Verify that points P(-2, 2), Q(2, 2) and R(2, 7) are vertices of a right angled triangle.

\[PQ = \sqrt{\left( - 2 - 2 \right)^2 + \left( 2 - 2 \right)^2}\]

\[ = \sqrt{\left( - 4 \right)^2 + 0}\]

\[ = \sqrt{\left( - 4 \right)^2 + 0}\]

\[ = \sqrt{16} = 4\]

\[QR = \sqrt{\left( 2 - 2 \right)^2 + \left( 2 - 7 \right)^2}\]

\[ = \sqrt{0 + \left( - 5 \right)^2}\]

\[ = \sqrt{25}\]

\[ = 5\]

\[PR = \sqrt{\left( - 2 - 2 \right)^2 + \left( 2 - 7 \right)^2}\]

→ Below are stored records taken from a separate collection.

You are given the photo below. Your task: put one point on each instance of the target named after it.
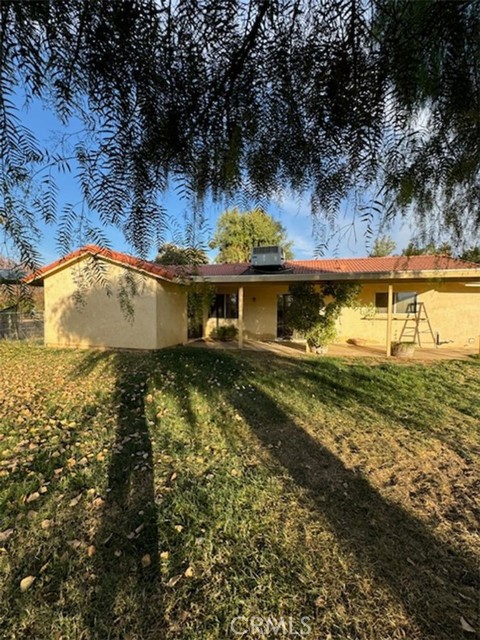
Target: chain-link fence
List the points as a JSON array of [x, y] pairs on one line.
[[21, 326]]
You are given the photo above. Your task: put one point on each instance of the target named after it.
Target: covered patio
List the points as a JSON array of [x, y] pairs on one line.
[[340, 350]]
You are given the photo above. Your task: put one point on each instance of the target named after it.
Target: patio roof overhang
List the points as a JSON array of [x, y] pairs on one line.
[[452, 275]]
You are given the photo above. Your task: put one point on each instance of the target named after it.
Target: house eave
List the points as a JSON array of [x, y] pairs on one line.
[[452, 275]]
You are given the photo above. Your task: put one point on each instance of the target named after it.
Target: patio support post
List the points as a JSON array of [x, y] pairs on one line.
[[240, 317], [389, 320]]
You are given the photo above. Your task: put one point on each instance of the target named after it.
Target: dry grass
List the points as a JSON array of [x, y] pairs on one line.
[[160, 496]]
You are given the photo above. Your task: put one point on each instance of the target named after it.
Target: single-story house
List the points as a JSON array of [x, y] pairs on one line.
[[432, 299]]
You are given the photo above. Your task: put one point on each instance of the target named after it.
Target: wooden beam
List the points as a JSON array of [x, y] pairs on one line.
[[389, 320], [240, 317]]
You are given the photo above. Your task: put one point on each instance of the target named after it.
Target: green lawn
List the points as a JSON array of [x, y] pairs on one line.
[[163, 495]]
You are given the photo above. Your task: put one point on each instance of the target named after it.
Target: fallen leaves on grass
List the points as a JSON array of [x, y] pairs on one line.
[[26, 583]]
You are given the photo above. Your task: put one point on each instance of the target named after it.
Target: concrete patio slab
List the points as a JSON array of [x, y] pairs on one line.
[[296, 349]]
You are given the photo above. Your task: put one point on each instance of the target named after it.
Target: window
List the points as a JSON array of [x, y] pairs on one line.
[[225, 305], [403, 302]]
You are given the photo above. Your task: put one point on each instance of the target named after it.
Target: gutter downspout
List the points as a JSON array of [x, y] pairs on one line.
[[389, 321]]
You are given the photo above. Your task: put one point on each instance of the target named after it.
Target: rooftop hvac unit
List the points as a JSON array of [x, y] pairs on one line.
[[267, 257]]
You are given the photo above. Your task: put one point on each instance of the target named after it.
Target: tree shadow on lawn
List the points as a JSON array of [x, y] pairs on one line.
[[126, 600], [410, 396], [425, 574]]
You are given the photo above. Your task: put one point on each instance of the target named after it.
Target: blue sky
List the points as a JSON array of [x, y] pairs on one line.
[[291, 210]]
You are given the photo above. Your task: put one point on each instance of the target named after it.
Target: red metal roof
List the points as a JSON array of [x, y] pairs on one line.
[[143, 265], [387, 264], [349, 265]]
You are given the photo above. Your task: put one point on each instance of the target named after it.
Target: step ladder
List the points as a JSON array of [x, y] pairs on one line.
[[416, 325]]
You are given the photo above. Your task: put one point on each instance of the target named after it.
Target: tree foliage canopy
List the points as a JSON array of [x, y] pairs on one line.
[[169, 254], [238, 232], [383, 246], [242, 96]]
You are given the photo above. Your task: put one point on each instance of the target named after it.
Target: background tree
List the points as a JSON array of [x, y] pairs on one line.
[[238, 232], [414, 249], [383, 246], [241, 97], [171, 254], [471, 255]]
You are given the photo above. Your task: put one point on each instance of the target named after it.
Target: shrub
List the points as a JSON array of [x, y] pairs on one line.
[[225, 333]]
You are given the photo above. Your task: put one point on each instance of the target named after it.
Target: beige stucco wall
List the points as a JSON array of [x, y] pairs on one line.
[[159, 310], [171, 314], [453, 309], [260, 310]]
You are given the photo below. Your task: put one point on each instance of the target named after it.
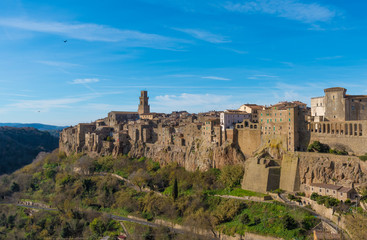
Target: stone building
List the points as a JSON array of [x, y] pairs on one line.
[[144, 107], [229, 118], [340, 120], [336, 191], [336, 105], [253, 109], [285, 122]]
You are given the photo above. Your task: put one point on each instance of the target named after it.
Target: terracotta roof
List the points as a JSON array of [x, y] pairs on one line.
[[345, 189], [356, 96], [334, 89], [118, 112], [328, 186]]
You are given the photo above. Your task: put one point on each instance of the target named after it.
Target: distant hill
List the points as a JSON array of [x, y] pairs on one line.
[[39, 126], [53, 130], [19, 146]]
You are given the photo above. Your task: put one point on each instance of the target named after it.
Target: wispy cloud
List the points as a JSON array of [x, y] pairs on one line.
[[290, 9], [84, 80], [92, 32], [204, 35], [329, 58], [192, 102], [47, 104], [216, 78], [58, 64]]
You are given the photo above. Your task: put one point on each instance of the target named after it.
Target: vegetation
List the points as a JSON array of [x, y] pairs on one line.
[[316, 146], [325, 200], [82, 189], [19, 146], [363, 157]]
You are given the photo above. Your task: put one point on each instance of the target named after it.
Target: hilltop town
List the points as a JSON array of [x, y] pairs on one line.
[[271, 141]]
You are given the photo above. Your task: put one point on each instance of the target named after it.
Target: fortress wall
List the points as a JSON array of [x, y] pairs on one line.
[[350, 135], [256, 176], [289, 177], [273, 178], [249, 140], [260, 178]]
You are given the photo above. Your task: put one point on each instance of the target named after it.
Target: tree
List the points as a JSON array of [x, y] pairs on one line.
[[97, 226], [14, 187], [316, 146], [139, 178], [289, 223], [244, 219], [175, 190], [231, 175]]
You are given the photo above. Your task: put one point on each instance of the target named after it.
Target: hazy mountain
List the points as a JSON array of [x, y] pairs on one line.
[[39, 126], [53, 130], [19, 146]]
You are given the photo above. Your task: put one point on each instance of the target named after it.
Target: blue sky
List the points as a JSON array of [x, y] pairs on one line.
[[190, 55]]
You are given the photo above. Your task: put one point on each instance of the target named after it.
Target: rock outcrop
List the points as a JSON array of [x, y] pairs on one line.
[[332, 169], [200, 156]]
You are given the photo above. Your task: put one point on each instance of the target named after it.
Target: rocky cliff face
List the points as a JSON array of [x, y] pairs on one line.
[[332, 169], [196, 157]]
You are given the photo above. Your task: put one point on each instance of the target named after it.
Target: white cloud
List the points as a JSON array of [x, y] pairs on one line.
[[290, 9], [329, 58], [217, 78], [58, 64], [192, 102], [204, 35], [47, 104], [84, 80], [92, 32]]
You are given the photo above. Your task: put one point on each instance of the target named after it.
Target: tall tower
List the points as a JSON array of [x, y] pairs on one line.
[[144, 106]]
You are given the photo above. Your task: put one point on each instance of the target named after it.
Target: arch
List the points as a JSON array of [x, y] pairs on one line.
[[360, 130]]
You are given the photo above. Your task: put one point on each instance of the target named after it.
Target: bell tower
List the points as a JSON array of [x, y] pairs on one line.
[[143, 105]]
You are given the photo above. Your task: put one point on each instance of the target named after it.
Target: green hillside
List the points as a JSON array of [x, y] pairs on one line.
[[19, 146], [84, 191]]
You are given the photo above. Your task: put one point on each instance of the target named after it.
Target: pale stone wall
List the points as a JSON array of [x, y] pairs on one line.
[[260, 177], [289, 177], [248, 139], [348, 135]]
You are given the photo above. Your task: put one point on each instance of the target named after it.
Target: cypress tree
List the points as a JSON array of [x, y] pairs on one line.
[[175, 190]]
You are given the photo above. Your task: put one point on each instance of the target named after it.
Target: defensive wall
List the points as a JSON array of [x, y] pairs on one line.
[[345, 135]]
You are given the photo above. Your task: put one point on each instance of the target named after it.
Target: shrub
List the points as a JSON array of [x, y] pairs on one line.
[[316, 146], [244, 219], [289, 223], [363, 158], [301, 194], [231, 175], [14, 187]]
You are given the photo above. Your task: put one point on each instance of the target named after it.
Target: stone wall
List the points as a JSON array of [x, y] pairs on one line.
[[248, 140], [289, 177], [260, 176], [348, 135]]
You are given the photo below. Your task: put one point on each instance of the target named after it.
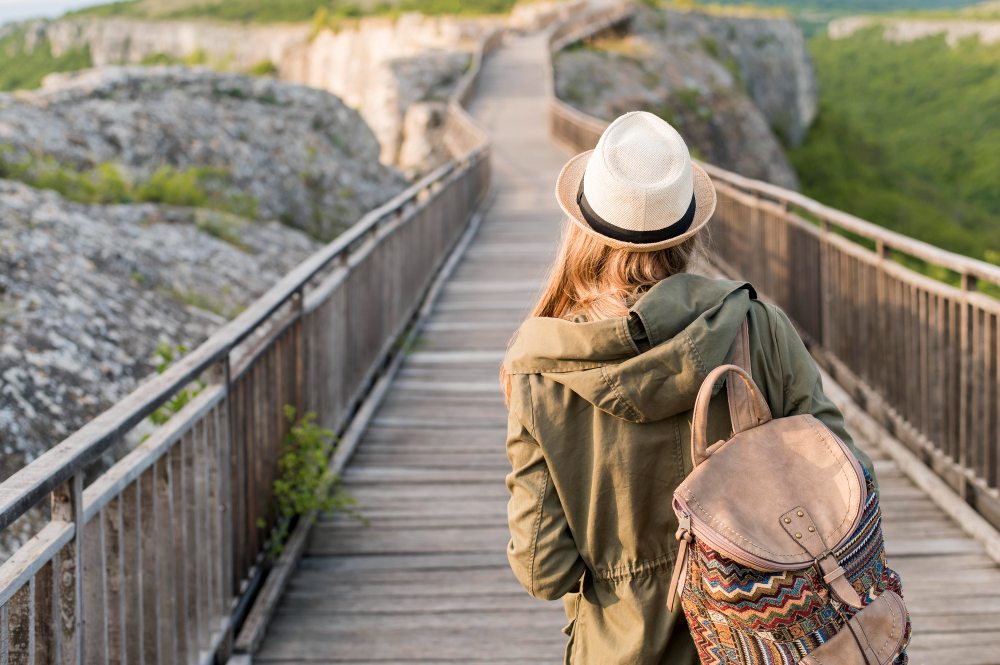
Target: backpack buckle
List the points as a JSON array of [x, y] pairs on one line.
[[824, 554]]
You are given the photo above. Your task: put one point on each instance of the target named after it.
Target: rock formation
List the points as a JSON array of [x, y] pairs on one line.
[[88, 292], [731, 85], [379, 66], [298, 154]]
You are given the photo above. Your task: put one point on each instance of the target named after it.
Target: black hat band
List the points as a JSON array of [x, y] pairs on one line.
[[599, 224]]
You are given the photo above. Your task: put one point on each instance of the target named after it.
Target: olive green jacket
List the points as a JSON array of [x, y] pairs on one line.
[[599, 438]]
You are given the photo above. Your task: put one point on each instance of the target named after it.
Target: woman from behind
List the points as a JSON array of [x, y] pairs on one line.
[[601, 381]]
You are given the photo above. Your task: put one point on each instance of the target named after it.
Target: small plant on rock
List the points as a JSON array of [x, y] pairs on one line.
[[305, 488]]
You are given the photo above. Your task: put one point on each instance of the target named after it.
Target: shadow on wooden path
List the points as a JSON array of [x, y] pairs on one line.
[[428, 581]]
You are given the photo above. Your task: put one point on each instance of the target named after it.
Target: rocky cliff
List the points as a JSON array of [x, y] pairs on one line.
[[280, 151], [89, 291], [736, 87], [395, 72]]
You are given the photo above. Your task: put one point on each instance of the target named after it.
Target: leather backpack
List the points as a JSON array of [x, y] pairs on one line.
[[781, 557]]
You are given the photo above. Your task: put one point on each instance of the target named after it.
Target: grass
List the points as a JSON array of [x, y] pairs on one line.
[[25, 70], [915, 148]]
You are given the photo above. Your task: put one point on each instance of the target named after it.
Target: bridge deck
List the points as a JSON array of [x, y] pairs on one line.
[[428, 581]]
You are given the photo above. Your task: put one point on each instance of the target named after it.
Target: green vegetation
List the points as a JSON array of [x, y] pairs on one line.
[[21, 69], [197, 57], [908, 137], [200, 187], [305, 485], [290, 11], [842, 7], [165, 355]]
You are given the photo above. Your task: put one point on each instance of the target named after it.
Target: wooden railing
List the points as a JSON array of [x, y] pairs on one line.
[[156, 560], [921, 355]]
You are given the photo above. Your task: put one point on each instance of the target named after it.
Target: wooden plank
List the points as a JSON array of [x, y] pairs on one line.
[[45, 616]]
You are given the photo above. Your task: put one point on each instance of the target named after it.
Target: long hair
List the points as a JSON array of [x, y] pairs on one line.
[[595, 281]]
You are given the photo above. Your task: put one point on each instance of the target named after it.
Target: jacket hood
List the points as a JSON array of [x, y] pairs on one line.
[[648, 365]]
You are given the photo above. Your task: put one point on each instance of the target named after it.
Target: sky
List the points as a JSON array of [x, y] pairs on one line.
[[15, 10]]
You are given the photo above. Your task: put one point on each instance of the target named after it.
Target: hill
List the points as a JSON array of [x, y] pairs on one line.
[[844, 7], [908, 136]]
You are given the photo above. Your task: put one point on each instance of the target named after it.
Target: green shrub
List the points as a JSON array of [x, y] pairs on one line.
[[264, 68], [164, 356], [305, 485]]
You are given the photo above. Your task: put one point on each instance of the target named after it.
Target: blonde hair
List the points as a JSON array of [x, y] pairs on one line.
[[595, 281]]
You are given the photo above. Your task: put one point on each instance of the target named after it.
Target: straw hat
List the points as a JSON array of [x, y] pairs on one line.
[[638, 189]]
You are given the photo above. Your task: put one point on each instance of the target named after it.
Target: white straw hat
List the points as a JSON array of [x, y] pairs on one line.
[[638, 189]]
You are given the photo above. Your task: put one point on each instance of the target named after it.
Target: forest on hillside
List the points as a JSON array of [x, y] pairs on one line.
[[908, 137], [842, 7]]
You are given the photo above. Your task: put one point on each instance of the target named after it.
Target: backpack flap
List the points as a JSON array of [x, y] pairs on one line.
[[743, 489]]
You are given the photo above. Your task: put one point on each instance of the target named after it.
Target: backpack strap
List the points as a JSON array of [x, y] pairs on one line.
[[741, 403]]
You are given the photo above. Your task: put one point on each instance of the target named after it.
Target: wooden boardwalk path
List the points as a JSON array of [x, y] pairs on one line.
[[428, 581]]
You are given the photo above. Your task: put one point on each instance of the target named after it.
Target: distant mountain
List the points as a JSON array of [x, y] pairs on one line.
[[843, 7], [908, 135]]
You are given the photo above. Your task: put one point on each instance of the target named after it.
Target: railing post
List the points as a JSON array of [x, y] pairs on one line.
[[67, 506], [298, 303], [883, 250]]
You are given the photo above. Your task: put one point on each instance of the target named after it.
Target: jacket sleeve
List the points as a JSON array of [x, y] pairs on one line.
[[541, 551], [803, 385]]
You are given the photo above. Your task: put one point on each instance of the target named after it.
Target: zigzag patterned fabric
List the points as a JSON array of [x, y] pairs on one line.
[[742, 616]]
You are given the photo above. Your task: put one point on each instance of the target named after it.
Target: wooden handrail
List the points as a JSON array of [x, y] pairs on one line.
[[187, 512]]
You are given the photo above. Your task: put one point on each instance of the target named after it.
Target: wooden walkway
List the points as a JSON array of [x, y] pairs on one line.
[[428, 581]]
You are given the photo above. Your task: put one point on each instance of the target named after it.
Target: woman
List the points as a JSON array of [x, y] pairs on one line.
[[600, 383]]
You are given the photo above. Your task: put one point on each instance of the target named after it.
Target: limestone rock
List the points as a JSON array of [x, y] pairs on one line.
[[301, 154], [728, 99], [87, 292]]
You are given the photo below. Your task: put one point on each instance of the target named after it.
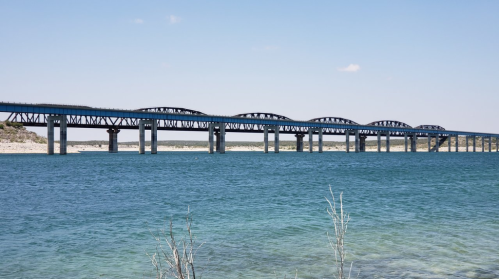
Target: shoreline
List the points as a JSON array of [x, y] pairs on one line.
[[41, 148]]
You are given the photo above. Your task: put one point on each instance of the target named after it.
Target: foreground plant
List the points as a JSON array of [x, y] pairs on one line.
[[175, 260], [340, 222]]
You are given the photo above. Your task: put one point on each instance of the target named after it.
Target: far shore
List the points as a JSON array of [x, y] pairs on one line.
[[33, 148]]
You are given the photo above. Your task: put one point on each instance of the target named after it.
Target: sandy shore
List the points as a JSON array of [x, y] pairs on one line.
[[32, 147]]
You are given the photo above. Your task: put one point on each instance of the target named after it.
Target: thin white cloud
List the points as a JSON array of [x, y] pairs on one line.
[[174, 19], [352, 68]]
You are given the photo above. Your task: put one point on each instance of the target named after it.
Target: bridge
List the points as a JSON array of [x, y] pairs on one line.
[[181, 119]]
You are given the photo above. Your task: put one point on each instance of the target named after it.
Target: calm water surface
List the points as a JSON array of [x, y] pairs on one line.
[[412, 215]]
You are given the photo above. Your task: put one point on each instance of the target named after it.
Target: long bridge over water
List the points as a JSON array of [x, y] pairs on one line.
[[180, 119]]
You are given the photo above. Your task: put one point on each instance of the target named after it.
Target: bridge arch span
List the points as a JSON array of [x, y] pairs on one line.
[[335, 120], [430, 127], [263, 115], [389, 123], [171, 110]]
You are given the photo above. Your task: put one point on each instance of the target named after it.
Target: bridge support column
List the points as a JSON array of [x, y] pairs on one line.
[[299, 142], [357, 141], [62, 136], [217, 141], [154, 137], [220, 137], [388, 141], [414, 141], [405, 142], [379, 141], [210, 138], [113, 140], [276, 140], [50, 135], [311, 139], [266, 138], [347, 142], [320, 141], [363, 143], [142, 136]]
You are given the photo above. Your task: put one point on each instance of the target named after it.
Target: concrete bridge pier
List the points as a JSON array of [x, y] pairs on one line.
[[320, 141], [299, 142], [266, 138], [217, 141], [363, 143], [388, 142], [357, 141], [414, 141], [347, 142], [63, 136], [379, 141], [220, 137], [113, 140], [405, 142], [311, 139], [142, 136], [276, 140]]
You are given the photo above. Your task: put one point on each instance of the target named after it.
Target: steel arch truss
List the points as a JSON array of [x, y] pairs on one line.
[[334, 120], [83, 121], [430, 127], [386, 123], [172, 110]]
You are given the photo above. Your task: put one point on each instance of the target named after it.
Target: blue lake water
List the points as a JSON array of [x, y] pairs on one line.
[[413, 215]]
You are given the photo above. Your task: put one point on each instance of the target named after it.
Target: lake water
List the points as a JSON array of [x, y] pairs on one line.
[[89, 215]]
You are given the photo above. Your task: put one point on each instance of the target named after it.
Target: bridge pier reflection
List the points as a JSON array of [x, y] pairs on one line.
[[266, 138], [299, 142], [220, 137], [311, 139], [414, 142], [113, 140], [63, 136], [363, 143], [154, 136]]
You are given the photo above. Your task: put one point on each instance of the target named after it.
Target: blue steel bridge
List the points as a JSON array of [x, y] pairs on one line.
[[180, 119]]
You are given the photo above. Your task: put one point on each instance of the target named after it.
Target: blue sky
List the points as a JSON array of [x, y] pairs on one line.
[[420, 62]]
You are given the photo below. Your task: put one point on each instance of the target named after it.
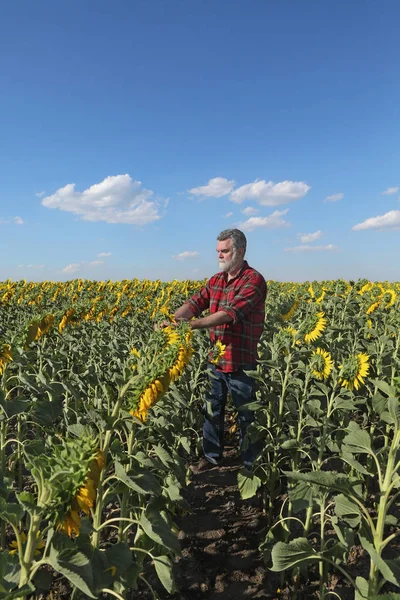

\[ = \sqrt{\left( - 4 \right)^2 + \left( - 5 \right)^2}\]

\[ = \sqrt{16 + 25}\]

\[ = \sqrt{41}\]

\[{PQ}^2 + {QR}^2 = {PR}^2 \]

⇒4² + 5² = 16 + 25 = 41 = PR 

Thus, the square of the third is equal to the sum of the squares of the other two sides.
Thus, they are the vertices of the right angled triangle.